While we're on the subject of animals though: what are some of your favorite books/films (or individual stories) about animals?

I read a lot about animals when I was a kid and even dreamed of becoming a zoologist :)

Gerald Durrell (brother of Lawrence) was an early favorite; I adored his Corfu books but also just anything he ever wrote about his travels to Africa, South America, etc. He is definitely dated, and hasn't aged well, providing some unnecessary and deeply insensitive comments about the peoples of those places (though it's always presented as a joke), but that should not detract from his observations about wildlife as such.

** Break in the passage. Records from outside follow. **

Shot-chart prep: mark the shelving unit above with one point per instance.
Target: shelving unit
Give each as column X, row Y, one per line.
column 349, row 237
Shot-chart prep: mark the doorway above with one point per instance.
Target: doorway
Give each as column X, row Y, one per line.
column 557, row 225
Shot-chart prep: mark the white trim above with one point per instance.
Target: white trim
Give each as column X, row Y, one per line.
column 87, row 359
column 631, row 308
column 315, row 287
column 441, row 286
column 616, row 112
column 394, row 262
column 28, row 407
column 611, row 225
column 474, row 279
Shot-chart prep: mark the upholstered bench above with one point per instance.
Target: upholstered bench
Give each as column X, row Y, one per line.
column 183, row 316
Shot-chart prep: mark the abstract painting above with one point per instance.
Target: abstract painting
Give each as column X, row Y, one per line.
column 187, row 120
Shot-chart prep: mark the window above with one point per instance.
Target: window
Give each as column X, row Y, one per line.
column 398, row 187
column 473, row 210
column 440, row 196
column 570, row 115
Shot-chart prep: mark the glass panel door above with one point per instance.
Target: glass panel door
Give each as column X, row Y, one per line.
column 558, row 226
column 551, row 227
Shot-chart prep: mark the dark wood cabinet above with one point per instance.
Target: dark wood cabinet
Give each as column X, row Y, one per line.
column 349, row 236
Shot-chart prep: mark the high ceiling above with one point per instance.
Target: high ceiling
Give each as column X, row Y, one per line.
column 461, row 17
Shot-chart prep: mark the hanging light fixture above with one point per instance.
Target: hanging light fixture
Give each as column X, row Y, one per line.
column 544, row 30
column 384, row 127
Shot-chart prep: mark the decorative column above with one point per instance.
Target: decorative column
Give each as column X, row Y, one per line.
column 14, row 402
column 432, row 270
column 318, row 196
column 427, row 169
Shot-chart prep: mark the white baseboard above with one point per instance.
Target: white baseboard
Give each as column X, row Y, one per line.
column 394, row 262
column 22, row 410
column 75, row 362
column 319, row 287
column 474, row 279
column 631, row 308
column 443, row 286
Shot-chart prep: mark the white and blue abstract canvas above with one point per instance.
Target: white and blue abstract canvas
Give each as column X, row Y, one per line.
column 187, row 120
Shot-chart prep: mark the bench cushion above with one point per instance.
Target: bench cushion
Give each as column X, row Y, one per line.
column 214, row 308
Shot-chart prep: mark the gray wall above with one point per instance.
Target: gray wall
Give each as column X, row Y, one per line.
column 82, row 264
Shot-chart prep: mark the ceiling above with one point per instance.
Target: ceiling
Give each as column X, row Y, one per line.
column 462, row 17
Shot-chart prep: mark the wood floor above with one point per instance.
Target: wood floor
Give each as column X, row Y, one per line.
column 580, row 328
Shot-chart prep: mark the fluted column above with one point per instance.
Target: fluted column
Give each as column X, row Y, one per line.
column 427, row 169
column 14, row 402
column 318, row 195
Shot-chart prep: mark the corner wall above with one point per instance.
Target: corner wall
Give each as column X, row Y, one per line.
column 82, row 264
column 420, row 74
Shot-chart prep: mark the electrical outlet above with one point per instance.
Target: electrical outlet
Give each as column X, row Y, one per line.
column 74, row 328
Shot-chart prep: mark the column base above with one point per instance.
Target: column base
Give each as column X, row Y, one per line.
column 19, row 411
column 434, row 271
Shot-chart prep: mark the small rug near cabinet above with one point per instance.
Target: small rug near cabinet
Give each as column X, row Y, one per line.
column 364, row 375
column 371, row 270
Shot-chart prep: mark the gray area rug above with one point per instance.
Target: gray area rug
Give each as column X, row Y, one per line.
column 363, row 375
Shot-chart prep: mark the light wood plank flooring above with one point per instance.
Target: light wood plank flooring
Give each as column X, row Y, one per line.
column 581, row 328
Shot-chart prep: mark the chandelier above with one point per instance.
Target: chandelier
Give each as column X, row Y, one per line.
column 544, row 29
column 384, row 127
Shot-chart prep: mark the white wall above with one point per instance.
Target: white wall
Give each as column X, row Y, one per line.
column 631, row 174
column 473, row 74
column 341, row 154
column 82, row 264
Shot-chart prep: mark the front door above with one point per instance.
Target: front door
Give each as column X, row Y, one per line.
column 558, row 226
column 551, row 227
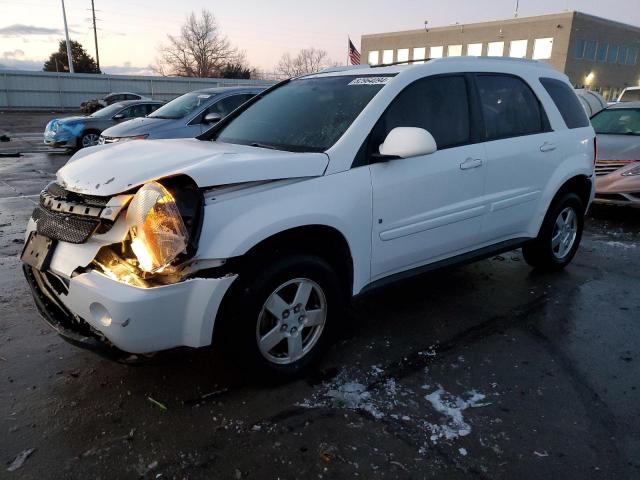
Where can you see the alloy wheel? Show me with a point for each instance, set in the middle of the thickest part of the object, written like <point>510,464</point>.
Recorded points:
<point>565,231</point>
<point>291,321</point>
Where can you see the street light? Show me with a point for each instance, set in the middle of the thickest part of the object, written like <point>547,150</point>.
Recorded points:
<point>66,33</point>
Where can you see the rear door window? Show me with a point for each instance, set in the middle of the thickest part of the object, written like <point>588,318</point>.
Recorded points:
<point>567,102</point>
<point>509,106</point>
<point>439,105</point>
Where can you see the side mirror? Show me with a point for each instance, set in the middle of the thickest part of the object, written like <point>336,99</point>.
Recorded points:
<point>210,118</point>
<point>405,142</point>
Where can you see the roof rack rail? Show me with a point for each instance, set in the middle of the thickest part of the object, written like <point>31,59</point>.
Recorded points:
<point>406,62</point>
<point>342,68</point>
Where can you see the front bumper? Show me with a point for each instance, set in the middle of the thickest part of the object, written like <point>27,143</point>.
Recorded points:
<point>98,313</point>
<point>67,143</point>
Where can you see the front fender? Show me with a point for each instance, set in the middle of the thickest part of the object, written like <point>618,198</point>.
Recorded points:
<point>236,222</point>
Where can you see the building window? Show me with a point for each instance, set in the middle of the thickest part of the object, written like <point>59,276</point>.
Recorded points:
<point>542,48</point>
<point>403,55</point>
<point>622,55</point>
<point>436,52</point>
<point>518,49</point>
<point>454,50</point>
<point>603,48</point>
<point>590,50</point>
<point>579,49</point>
<point>474,49</point>
<point>495,49</point>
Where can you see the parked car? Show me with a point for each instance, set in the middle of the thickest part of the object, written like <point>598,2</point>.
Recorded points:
<point>618,163</point>
<point>84,131</point>
<point>96,104</point>
<point>591,101</point>
<point>630,94</point>
<point>187,116</point>
<point>321,188</point>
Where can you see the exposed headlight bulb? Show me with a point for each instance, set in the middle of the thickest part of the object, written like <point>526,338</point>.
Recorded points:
<point>158,233</point>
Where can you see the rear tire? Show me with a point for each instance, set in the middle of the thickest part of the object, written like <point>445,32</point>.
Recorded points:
<point>560,235</point>
<point>279,318</point>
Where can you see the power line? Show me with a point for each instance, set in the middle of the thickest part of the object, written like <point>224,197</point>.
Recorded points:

The Australian writer Leslie Rees was another childhood favorite: somehow he managed to produce these short, beautiful stories about the birds and animals of his continent that were both anthropomorphic but also not so. In other words, the creatures are imbued with certain humanlike traits, and occasionally he does slip into the "he thought/she thought" nonsense, but at least they're not talking to each other like they do in fairy-tales!

Out of all the books Rees produced (and he produced many) my favorites were probably these three: The Story of Sarli the Barrier Reef Turtle (1947), Two Thumbs: The Story of a Koala (1953), and The Story of Karrawingi the Emu (1946). I still dream of an omnibus edition of his collected children's fiction: most of these books are out of print and I SO want to return to them. I don't know what happened to all of my childhood books but I only have ONE remaining (the one about the turtle).

There was also James Oliver Curwood, whose protracted chronicles about the Alaskan and Canadian wildlife were a real pleasure to read at the time. The ones I remember most vividly were the grizzly books, I think one of them was called Nomads of the North, or something like that.
 

Leseratte

Well-known member
I loved the Durrell books. In fact I prefer Gerald to Lawrence. But he possibly had more empathy with scorpions than with some of the people of other countries.